You might find the following intrinsics useful:

__m128i _mm_setzero_si128( )returns 128-bit zero vector
__m128i _mm_loadu_si128( __m128i *p )returns 128-bit vector stored at pointer p
__m128i _mm_add_epi32( __m128i a, __m128i b )returns vector (a0+b0, a1+b1, a2+b2, a3+b3)
void _mm_storeu_si128( __m128i *p, __m128i a )stores 128-bit vector a at pointer p

Your task is:
1. Start with sum.c. Use SSE instrinsics to implement the sum_vectorized() function. (Make sure to compile with the -O3 flag!!!!)

2. Show your GSI your working code and performance improvement.

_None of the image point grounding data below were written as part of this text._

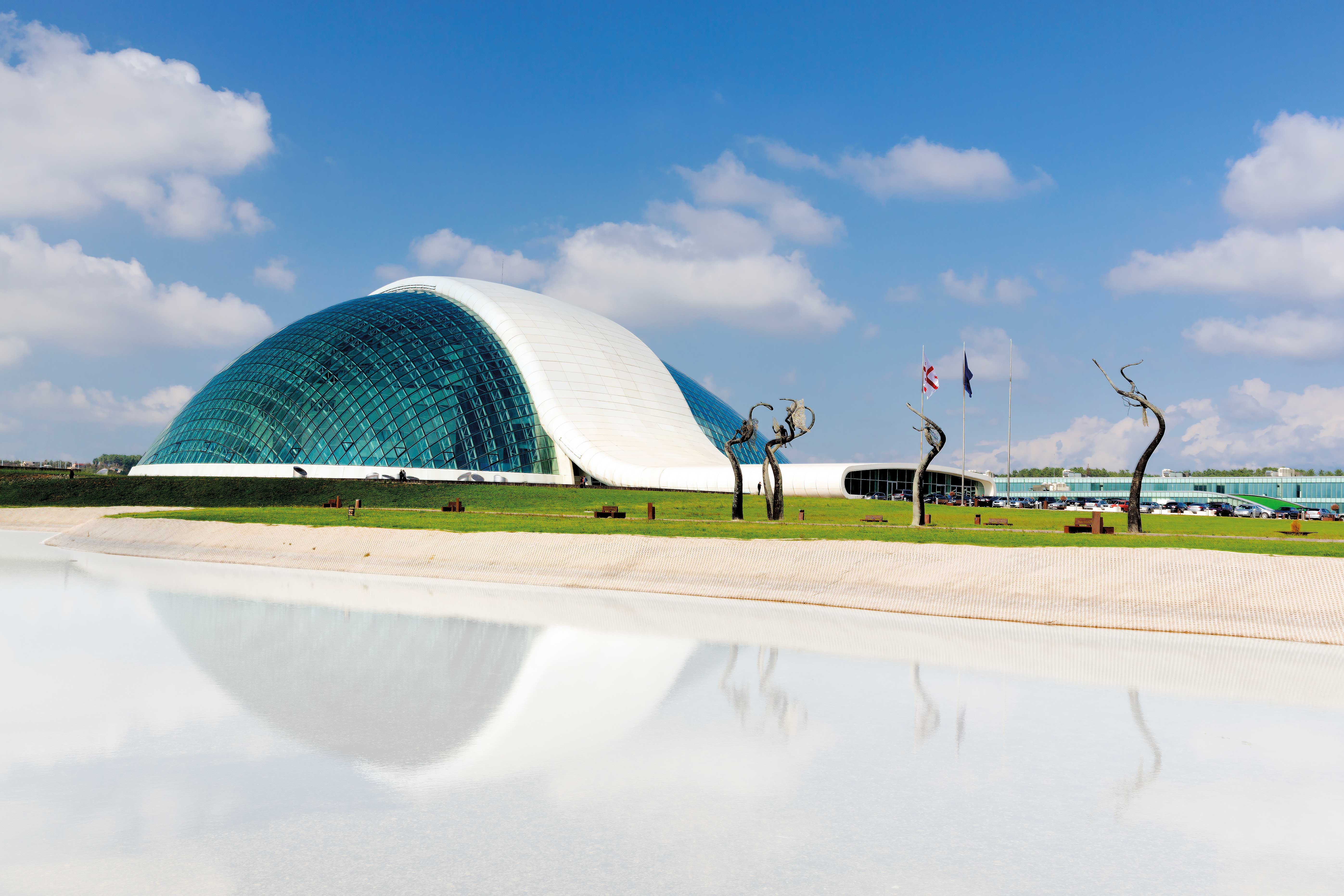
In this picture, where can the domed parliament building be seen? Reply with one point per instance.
(444, 379)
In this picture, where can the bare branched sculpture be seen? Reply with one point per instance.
(795, 425)
(936, 438)
(1133, 398)
(745, 435)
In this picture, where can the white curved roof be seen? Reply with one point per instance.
(609, 402)
(599, 390)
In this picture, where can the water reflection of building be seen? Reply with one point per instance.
(422, 700)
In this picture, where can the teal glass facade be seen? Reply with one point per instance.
(718, 421)
(1310, 491)
(398, 379)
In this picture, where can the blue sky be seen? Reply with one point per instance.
(780, 199)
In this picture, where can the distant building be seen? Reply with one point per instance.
(1310, 491)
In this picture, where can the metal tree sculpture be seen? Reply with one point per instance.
(1133, 398)
(795, 425)
(931, 430)
(745, 435)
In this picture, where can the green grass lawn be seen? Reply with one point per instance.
(845, 528)
(681, 514)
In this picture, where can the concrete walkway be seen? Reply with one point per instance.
(1142, 589)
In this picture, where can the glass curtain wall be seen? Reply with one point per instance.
(721, 422)
(398, 379)
(890, 480)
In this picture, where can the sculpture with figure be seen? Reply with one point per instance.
(745, 435)
(795, 425)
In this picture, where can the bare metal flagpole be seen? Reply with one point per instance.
(1009, 493)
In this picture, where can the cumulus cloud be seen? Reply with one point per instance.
(1259, 425)
(276, 275)
(987, 352)
(1295, 178)
(1252, 426)
(1304, 264)
(50, 402)
(83, 128)
(1288, 335)
(447, 252)
(711, 260)
(60, 296)
(1089, 441)
(916, 168)
(976, 289)
(729, 183)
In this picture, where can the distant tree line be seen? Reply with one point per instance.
(124, 461)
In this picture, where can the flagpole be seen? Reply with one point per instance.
(1009, 495)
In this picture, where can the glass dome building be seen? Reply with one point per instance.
(443, 378)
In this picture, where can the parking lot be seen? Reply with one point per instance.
(1111, 506)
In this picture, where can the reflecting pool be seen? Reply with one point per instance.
(193, 729)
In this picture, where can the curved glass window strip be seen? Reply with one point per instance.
(398, 379)
(718, 421)
(889, 481)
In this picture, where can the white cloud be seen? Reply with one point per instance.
(390, 273)
(729, 183)
(1295, 178)
(1306, 264)
(916, 168)
(987, 354)
(13, 350)
(976, 291)
(1013, 292)
(1261, 426)
(1288, 335)
(99, 406)
(83, 128)
(651, 273)
(105, 307)
(685, 262)
(1089, 441)
(445, 250)
(276, 275)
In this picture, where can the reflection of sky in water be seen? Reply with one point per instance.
(159, 734)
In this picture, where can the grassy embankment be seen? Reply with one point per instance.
(511, 508)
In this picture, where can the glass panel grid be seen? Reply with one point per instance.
(718, 421)
(398, 379)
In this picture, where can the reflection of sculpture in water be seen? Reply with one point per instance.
(789, 715)
(928, 718)
(1130, 789)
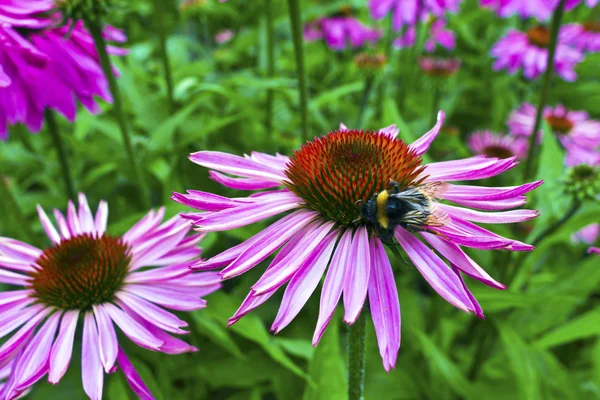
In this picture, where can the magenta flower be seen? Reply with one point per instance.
(322, 228)
(105, 281)
(438, 34)
(577, 133)
(585, 37)
(588, 235)
(48, 66)
(494, 145)
(337, 31)
(529, 51)
(439, 66)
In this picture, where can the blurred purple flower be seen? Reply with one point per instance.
(224, 36)
(338, 30)
(103, 280)
(46, 66)
(585, 37)
(408, 12)
(320, 230)
(578, 134)
(529, 51)
(495, 145)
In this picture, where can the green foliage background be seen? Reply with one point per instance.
(541, 335)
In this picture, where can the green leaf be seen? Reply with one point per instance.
(584, 326)
(521, 363)
(327, 367)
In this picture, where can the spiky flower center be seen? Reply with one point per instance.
(80, 272)
(559, 124)
(591, 26)
(498, 151)
(539, 36)
(333, 172)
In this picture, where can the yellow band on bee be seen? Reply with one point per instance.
(382, 218)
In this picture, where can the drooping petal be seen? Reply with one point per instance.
(356, 282)
(107, 336)
(434, 270)
(384, 304)
(334, 283)
(60, 357)
(91, 366)
(134, 380)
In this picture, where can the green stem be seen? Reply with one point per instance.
(159, 12)
(364, 101)
(534, 150)
(356, 357)
(96, 32)
(270, 67)
(296, 25)
(12, 207)
(61, 152)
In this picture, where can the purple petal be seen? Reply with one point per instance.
(356, 282)
(60, 357)
(384, 304)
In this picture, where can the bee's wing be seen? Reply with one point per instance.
(434, 190)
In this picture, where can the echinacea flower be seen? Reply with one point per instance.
(439, 66)
(576, 131)
(103, 280)
(585, 37)
(495, 145)
(338, 30)
(409, 12)
(588, 235)
(321, 230)
(529, 51)
(47, 66)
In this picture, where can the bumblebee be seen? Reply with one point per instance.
(411, 208)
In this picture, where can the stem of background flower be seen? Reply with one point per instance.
(12, 208)
(356, 357)
(296, 25)
(95, 29)
(159, 14)
(61, 152)
(270, 67)
(364, 101)
(534, 151)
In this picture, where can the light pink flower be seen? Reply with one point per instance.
(408, 12)
(47, 66)
(337, 31)
(576, 131)
(528, 51)
(104, 280)
(323, 229)
(585, 37)
(494, 145)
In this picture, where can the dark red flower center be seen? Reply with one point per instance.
(591, 26)
(81, 271)
(559, 124)
(498, 151)
(333, 172)
(539, 36)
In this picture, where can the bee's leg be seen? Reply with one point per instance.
(393, 187)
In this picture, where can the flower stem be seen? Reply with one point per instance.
(296, 25)
(270, 66)
(356, 357)
(94, 25)
(12, 208)
(159, 12)
(364, 101)
(61, 152)
(534, 151)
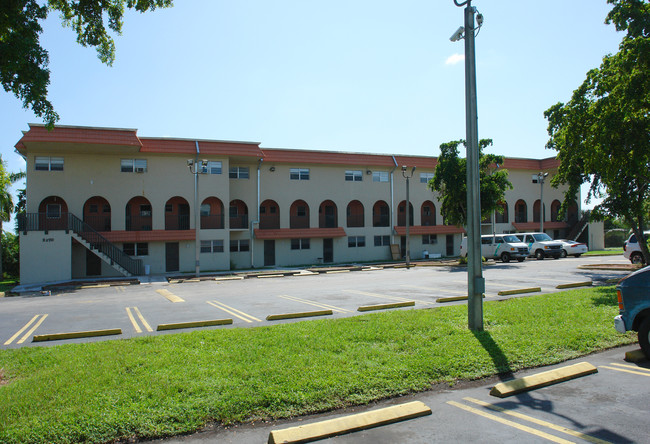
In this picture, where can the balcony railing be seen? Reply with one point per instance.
(177, 222)
(138, 223)
(269, 222)
(239, 221)
(212, 222)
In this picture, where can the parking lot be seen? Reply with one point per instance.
(136, 310)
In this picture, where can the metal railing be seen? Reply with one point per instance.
(70, 222)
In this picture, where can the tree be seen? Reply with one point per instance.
(602, 135)
(450, 181)
(24, 63)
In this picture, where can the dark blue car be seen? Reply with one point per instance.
(634, 307)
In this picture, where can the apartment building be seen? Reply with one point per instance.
(107, 202)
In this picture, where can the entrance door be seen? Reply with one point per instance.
(171, 256)
(93, 264)
(328, 250)
(450, 245)
(269, 253)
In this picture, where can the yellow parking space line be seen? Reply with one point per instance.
(19, 332)
(633, 367)
(507, 422)
(315, 304)
(538, 421)
(233, 311)
(625, 371)
(32, 330)
(390, 298)
(145, 324)
(169, 295)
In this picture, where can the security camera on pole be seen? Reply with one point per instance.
(475, 280)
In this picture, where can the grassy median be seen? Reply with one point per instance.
(171, 384)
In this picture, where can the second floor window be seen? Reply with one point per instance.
(133, 165)
(48, 163)
(299, 173)
(238, 172)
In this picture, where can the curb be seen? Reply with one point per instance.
(178, 325)
(348, 424)
(76, 335)
(386, 306)
(519, 291)
(539, 380)
(575, 284)
(304, 314)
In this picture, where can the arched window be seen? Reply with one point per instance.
(355, 214)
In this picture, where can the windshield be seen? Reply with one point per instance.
(511, 239)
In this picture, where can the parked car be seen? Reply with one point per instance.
(572, 248)
(500, 246)
(540, 245)
(632, 251)
(633, 294)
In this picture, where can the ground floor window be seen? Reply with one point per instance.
(300, 244)
(136, 249)
(381, 241)
(356, 241)
(429, 238)
(239, 245)
(212, 246)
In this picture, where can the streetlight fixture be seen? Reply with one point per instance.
(408, 176)
(475, 280)
(197, 167)
(540, 178)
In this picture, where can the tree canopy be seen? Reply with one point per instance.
(24, 63)
(450, 182)
(602, 135)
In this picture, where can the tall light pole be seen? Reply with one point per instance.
(408, 176)
(540, 178)
(197, 167)
(475, 280)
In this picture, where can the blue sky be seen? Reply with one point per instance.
(361, 76)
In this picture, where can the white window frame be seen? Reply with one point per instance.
(354, 175)
(299, 173)
(48, 163)
(380, 176)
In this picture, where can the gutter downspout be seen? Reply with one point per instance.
(253, 222)
(392, 203)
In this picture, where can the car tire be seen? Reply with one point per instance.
(637, 258)
(644, 336)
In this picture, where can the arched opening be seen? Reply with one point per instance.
(380, 214)
(428, 213)
(521, 211)
(97, 213)
(354, 214)
(401, 214)
(177, 214)
(501, 214)
(212, 214)
(238, 214)
(327, 215)
(299, 214)
(53, 214)
(138, 214)
(269, 215)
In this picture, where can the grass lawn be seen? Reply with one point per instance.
(612, 251)
(165, 385)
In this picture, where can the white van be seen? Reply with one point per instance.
(541, 245)
(500, 246)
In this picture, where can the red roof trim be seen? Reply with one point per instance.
(297, 233)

Exercise 4 — Unroll SIMDized code

Happily, you can obtain even more performance improvement! Carefully unroll the SIMD vector sum code that you created in the previous exercise. This should get you about a factor of 2 further increase in performance. As an example of loop unrolling, consider the supplied function sum_unrolled():

    int sum_unrolled( int n, int *a )
    {
        int sum = 0;

        /* do the body of the work in a faster unrolled loop */
        for( int i = 0; i < n/4*4; i += 4 )
        {
            sum += a[i+0];
            sum += a[i+1];
            sum += a[i+2];
            sum += a[i+3];
        }

        /* handle the small tail in a usual way */
        for( int i = n/4*4; i < n; i++ )   
            sum += a[i];

        return sum;
    }

Also, feel free to check out Wikipedia's article on loop unrolling for more information.

Your task is:
1. Copy your sum_vectorized() code into sum_vectorized_unrolled() and unroll it four times. (Make sure to compile with the -O3 flag!!!!)

2. Show your GSI the unrolled implementation and performance improvement.